Portugalia

Portugalię, a ściślej portugalskie wina, całkiem niezasłużenie sprowadzamy w naszej świadomości do ciężkich, słodkich i kosztownych porto czy madery. Niezasłużenie, bo Portugalia, to kolejne w Europie miejsce prawdziwej winiarskiej rewolucji. Ten piękny i ciekawy kraj przez wiele lat stał w kącie winiarskiego świata, traktowany jak ubogi krewny. Z wyjątkiem wspomnianego już porto, nikt nie spodziewał się tu dobrych win, nikt spoza Portugalii ich nie kupował. Nikt też, a to już prawdziwe szczęście, nie usiłował wprowadzić tu na siłę międzynarodowych odmian takich jak cabernet czy chardonnay. To prawda, jeśli chcemy odpocząć od chardonnay, to poza Portugalią możemy to zrobić tylko w Grecji, w Portugalii jednak, póki co, znacznie łatwiej znajdziemy interesujące wina. A więc zwiedzajmy.
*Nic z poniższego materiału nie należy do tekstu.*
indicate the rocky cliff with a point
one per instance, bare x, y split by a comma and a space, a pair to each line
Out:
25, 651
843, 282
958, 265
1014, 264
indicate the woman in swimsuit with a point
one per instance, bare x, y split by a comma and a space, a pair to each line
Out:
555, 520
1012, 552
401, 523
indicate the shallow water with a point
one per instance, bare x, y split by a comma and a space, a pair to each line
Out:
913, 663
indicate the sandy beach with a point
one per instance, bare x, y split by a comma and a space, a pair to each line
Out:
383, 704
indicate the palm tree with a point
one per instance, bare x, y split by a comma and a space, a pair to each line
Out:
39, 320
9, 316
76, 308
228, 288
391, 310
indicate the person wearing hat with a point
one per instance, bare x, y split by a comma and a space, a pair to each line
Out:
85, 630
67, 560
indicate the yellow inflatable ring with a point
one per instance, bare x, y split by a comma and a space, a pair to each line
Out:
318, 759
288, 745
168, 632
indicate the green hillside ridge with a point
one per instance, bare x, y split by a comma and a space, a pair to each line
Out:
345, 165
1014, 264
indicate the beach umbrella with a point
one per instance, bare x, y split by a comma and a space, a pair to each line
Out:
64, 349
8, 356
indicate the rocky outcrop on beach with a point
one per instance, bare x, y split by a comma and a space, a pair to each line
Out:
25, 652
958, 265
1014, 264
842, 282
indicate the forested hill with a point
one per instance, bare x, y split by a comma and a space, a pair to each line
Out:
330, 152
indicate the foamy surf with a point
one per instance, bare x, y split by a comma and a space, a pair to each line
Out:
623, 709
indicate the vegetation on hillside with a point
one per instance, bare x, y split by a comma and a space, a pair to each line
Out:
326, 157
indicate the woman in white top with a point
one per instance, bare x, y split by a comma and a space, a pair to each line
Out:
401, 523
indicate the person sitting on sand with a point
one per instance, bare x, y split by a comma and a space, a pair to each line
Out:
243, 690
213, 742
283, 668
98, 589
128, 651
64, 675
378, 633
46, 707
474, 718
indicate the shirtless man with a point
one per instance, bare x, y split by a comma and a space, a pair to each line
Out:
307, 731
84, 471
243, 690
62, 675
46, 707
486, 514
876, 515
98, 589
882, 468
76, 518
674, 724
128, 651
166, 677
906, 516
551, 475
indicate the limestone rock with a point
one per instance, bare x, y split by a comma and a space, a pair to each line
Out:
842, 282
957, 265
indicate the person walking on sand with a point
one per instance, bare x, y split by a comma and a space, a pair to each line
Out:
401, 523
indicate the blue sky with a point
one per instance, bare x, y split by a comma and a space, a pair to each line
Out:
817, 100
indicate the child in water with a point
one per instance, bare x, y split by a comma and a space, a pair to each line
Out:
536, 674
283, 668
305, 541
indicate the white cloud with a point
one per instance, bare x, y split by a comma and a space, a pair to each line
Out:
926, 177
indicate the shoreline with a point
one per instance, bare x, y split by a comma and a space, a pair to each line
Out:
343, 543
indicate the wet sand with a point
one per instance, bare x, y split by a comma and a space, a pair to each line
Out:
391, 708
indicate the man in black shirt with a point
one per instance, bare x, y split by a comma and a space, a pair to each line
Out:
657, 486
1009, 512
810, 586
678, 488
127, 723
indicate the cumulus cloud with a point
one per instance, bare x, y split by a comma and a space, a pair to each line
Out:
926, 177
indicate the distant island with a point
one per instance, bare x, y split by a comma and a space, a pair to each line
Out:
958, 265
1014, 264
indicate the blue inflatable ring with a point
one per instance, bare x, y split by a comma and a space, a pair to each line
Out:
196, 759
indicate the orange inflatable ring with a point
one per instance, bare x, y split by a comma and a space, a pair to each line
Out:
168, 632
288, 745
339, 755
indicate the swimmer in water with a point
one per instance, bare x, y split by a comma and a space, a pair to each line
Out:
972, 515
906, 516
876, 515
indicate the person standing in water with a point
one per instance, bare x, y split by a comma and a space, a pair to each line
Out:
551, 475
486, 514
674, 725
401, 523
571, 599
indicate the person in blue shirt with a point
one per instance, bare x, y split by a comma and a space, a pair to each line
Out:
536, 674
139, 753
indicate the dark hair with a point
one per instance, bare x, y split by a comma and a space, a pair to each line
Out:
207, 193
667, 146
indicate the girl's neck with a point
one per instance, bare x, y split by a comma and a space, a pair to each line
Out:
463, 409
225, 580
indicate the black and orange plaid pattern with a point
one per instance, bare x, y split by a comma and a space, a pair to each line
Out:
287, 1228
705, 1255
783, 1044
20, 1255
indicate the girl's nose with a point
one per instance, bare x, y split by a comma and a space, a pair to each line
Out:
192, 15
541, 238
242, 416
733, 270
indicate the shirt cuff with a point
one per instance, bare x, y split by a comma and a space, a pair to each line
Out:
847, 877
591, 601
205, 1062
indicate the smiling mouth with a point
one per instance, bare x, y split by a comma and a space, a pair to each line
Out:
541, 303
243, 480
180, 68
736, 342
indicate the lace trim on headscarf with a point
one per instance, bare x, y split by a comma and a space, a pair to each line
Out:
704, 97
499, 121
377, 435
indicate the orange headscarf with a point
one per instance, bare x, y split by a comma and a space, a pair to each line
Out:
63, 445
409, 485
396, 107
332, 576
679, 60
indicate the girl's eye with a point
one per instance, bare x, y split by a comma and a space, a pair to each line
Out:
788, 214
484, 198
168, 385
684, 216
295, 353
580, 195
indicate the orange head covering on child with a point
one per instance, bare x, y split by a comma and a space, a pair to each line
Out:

Ponieważ o portugalskich winach pisze się w Polsce niewiele, zaskoczeniem może być fakt, iż kraj ten jako jeden z pierwszych wprowadził klasyfikację win opartą na miejscu pochodzenia winorośli. Pierwszy Wyznaczony Region Produkcji Wina czyli Regiao Demarcada utworzono już w 1756 r. Mniej więcej w tym samym czasie w Toskanii wyznaczono granice regionu Chianti. Choć, jak na owe czasy, uregulowania te były nowoczesne, można by powiedzieć pionierskie, życie toczyło się po swojemu. Z wyjątkiem porto, większość portugalskich win wypijana była na miejscu. Styl wina kształtował się wyłącznie poprzez lokalną tradycję i miejscowe szczepy. Wina czerwone były na ogół ciężkie, mocno garbnikowe, wyrabiane często z przejrzałych winogron, fermentowane w wysokiej temperaturze. Rzadziej czuć w nich było świeżość i nuty owocowe, częściej taniny i posmak utlenienia. Wina białe, najczęściej bezbarwne, z nikłym aromatem, słowem, wina trudne do zaakceptowania przez przyzwyczajonych do finezyjnego stylu francuskich win smakoszy.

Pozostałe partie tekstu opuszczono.